Welfare and Pension Plans, in the United States, plans maintained by employers separately, or by employers and employees jointly, to provide life insurance, accident-and-health insurance, pensions, or other benefits for employees. Sometimes such plans are called private, or voluntary, employee-benefit plans to distinguish them from the types of social insurance required by law or administered by the government, for example, social security and workers’ compensation.
Welfare and pension plans received their greatest impetus during and immediately following World War II. Among the reasons for this development were the wartime freeze on wage increases, while so-called fringe benefits were permitted; the tax-exempt status of employer contributions to pension funds; and a ruling by the National Labor Relations Board that welfare benefits were a proper subject for collective bargaining between employers and employees.

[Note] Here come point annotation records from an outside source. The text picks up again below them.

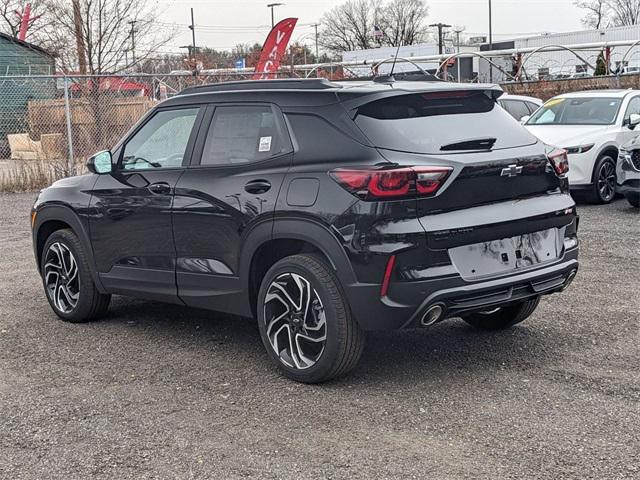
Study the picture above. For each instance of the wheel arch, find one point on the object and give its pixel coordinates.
(51, 218)
(290, 237)
(611, 150)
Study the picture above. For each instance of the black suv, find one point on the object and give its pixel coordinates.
(321, 209)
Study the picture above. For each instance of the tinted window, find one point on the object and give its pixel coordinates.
(516, 108)
(432, 122)
(532, 106)
(633, 108)
(161, 142)
(577, 111)
(239, 135)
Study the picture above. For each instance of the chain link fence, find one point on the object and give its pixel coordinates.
(50, 125)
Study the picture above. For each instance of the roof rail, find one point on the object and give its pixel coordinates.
(282, 84)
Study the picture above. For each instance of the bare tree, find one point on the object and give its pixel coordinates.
(349, 26)
(113, 31)
(598, 13)
(625, 12)
(403, 22)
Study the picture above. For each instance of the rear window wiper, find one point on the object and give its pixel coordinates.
(478, 144)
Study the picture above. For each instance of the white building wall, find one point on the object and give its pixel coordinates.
(421, 49)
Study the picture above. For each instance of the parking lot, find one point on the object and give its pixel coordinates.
(159, 391)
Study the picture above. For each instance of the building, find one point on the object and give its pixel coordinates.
(564, 64)
(19, 63)
(23, 58)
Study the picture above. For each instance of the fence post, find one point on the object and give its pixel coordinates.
(67, 113)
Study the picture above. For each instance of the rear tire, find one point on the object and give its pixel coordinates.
(503, 318)
(305, 321)
(603, 189)
(67, 280)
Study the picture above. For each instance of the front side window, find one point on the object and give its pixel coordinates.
(240, 135)
(577, 111)
(161, 142)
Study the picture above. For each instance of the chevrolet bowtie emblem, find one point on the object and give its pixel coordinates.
(511, 171)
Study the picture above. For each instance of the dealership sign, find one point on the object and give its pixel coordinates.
(274, 48)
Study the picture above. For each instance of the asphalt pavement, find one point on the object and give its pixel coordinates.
(161, 391)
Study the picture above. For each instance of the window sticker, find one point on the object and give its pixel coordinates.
(265, 144)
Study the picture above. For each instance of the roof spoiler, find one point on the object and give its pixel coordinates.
(283, 84)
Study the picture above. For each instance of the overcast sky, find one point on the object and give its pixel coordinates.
(222, 24)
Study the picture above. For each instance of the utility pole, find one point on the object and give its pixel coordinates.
(458, 31)
(193, 48)
(440, 36)
(315, 25)
(490, 41)
(272, 6)
(133, 40)
(80, 47)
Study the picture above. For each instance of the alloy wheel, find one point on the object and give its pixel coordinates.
(295, 320)
(607, 181)
(61, 277)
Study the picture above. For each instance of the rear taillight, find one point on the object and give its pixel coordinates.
(560, 161)
(392, 183)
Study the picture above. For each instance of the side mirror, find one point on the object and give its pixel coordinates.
(634, 120)
(100, 163)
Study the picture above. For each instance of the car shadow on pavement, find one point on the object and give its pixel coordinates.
(417, 356)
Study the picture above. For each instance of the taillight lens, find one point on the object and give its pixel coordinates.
(392, 183)
(560, 161)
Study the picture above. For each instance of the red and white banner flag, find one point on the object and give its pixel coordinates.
(274, 48)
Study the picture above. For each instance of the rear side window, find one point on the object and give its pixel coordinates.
(516, 108)
(440, 122)
(242, 134)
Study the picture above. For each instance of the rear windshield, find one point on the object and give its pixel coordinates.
(577, 111)
(440, 122)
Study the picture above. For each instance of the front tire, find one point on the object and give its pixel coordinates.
(305, 321)
(67, 280)
(503, 317)
(603, 189)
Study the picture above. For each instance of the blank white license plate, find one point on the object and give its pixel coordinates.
(505, 255)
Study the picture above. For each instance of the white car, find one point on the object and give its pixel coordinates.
(591, 126)
(519, 106)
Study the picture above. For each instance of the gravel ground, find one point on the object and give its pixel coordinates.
(158, 391)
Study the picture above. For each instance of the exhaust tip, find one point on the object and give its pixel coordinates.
(570, 277)
(432, 315)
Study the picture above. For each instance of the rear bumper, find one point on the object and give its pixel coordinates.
(455, 295)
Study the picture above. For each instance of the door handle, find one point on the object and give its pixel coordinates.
(257, 186)
(160, 188)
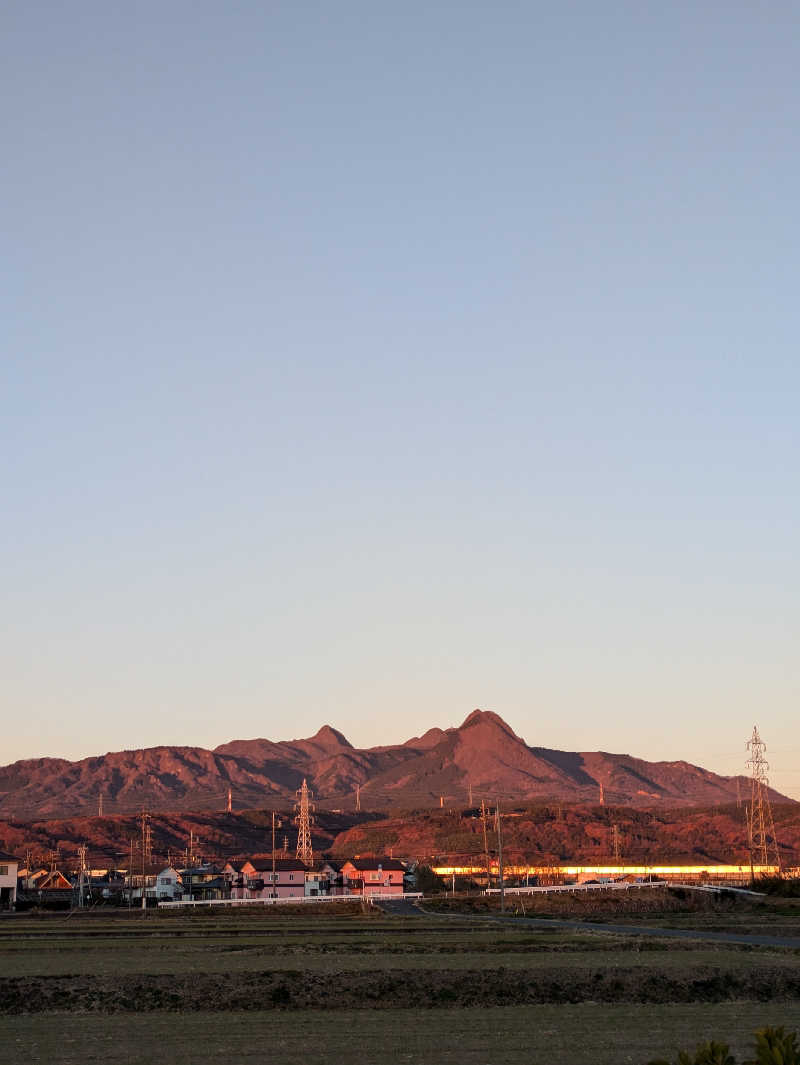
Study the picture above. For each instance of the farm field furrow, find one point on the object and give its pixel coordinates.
(584, 1034)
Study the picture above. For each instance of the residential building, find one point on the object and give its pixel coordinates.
(168, 884)
(9, 867)
(373, 875)
(256, 879)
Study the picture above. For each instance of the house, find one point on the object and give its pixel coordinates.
(256, 880)
(9, 867)
(168, 884)
(54, 889)
(205, 884)
(324, 877)
(373, 875)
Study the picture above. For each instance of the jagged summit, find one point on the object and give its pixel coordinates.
(488, 720)
(330, 737)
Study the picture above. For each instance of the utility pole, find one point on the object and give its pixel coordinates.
(304, 820)
(484, 820)
(82, 875)
(762, 825)
(146, 853)
(500, 859)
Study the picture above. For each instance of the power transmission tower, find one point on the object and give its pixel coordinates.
(500, 858)
(485, 819)
(146, 842)
(82, 875)
(304, 820)
(761, 828)
(273, 886)
(617, 847)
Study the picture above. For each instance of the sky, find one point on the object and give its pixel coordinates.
(366, 364)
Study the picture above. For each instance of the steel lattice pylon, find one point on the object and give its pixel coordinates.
(761, 825)
(304, 820)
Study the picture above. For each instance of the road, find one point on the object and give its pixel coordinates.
(401, 907)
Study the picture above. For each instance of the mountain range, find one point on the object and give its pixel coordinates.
(483, 757)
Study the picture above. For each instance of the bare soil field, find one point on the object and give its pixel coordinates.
(585, 1034)
(426, 988)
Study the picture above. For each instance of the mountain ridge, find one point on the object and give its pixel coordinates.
(482, 757)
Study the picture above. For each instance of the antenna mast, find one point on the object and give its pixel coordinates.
(761, 828)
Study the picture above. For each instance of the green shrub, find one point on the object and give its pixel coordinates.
(773, 1046)
(706, 1053)
(776, 1047)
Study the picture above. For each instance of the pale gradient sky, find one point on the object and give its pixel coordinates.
(368, 365)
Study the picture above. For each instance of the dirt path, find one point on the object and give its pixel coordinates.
(793, 943)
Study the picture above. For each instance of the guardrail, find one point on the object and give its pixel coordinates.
(574, 888)
(292, 901)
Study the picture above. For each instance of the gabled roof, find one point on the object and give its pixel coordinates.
(54, 882)
(372, 865)
(281, 865)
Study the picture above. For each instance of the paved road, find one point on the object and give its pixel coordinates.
(401, 907)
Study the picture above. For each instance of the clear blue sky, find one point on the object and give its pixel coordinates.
(370, 365)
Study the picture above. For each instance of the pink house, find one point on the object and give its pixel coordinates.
(254, 879)
(373, 875)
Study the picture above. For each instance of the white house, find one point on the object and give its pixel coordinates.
(9, 867)
(168, 884)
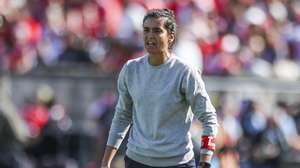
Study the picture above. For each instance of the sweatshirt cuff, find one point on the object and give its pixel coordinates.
(207, 152)
(115, 140)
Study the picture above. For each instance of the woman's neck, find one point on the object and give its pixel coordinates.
(159, 59)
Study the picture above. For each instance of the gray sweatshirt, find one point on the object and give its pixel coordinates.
(155, 101)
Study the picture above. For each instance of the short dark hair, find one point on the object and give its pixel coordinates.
(170, 23)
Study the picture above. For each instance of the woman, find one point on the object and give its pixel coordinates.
(155, 93)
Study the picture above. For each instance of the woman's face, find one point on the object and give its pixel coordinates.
(156, 36)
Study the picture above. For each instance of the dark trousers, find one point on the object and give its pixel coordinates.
(129, 163)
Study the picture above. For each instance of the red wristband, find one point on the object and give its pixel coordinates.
(208, 142)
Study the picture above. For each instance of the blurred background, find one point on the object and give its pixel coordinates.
(59, 61)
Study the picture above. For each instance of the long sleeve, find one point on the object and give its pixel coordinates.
(194, 90)
(123, 112)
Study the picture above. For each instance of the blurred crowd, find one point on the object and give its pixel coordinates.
(223, 37)
(260, 130)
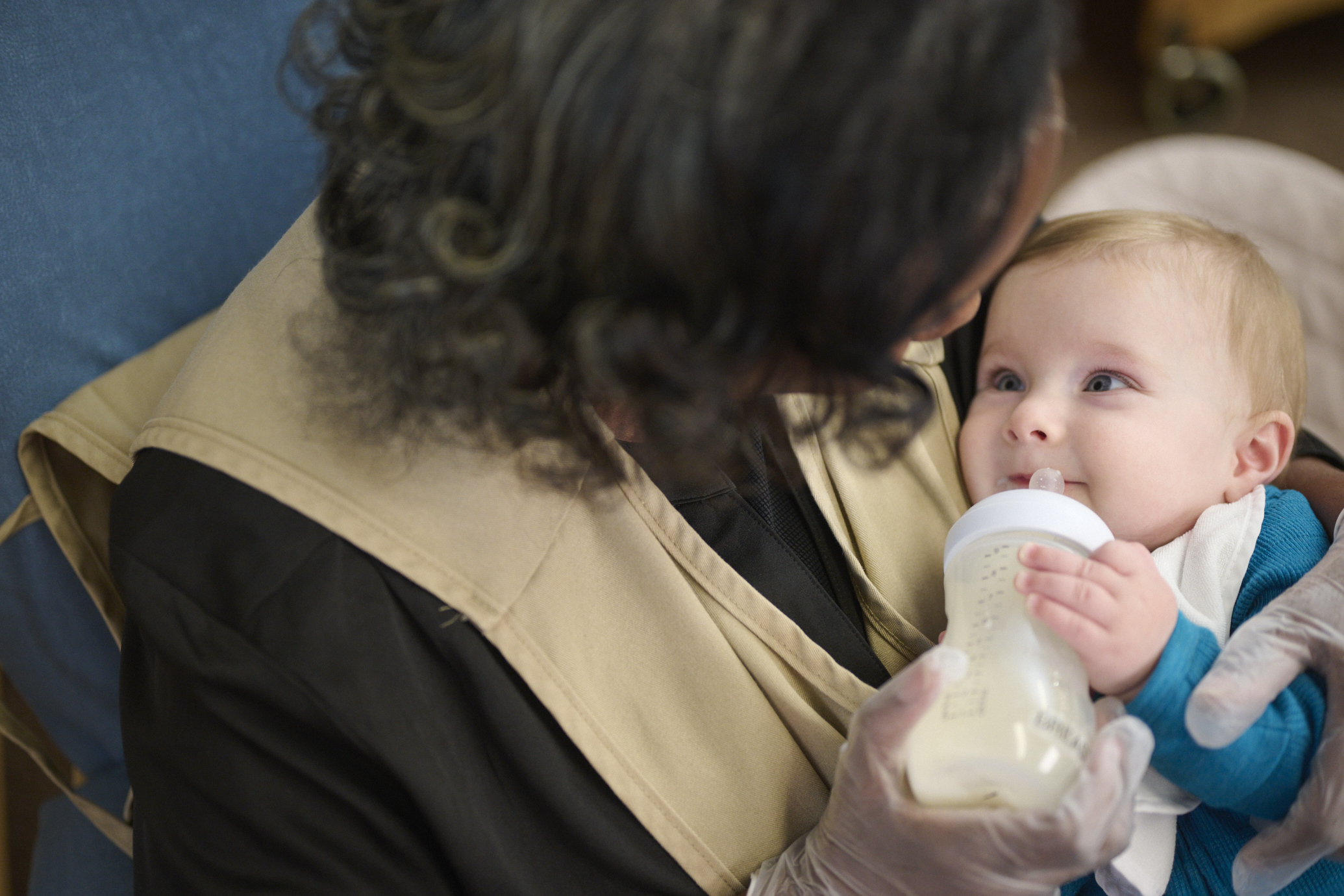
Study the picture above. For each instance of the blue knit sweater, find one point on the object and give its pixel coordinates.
(1261, 771)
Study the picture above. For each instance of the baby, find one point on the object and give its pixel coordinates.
(1159, 364)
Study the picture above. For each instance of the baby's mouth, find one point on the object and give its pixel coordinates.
(1022, 481)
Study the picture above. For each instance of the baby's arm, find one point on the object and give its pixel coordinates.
(1113, 609)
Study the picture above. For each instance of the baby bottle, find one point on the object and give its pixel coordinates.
(1016, 728)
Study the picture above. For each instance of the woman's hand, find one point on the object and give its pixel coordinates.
(1302, 628)
(874, 839)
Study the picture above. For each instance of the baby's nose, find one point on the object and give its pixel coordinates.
(1032, 423)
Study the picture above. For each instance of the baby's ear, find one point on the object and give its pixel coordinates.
(1263, 449)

Almost all plans provide some type of hospitalization insurance for workers as well as for their dependents. Among other benefits are reimbursements for necessary surgical and medical care, life insurance coverage, temporary disability insurance, and accidental death and dismemberment insurance (see Health Insurance). In addition, a large segment of the civilian labour force is eligible for at least partial retirement benefits (Retirement Plans).
The various welfare and pension programs account for a significant share of the American wage earner’s insurance protection, supplementing such public programs as old-age and survivor’s insurance and Medicare under the social security system; unemployment compensation insurance; and workers’ compensation. See Medicare and Medicaid; Unemployment Insurance.
Welfare and pension plans vary in financing, insuring, and operation. They may be administered solely by an employer or labour union or by trustees from each side. Plans may be financed completely by the employer or by joint contributions from employers and employees. Payment of benefits may be guaranteed by an insurance company or the plan may be self-insured—that is, it may accumulate reserves to meet anticipated payments. Pension plans, in particular, utilize a wide variety of methods of operation.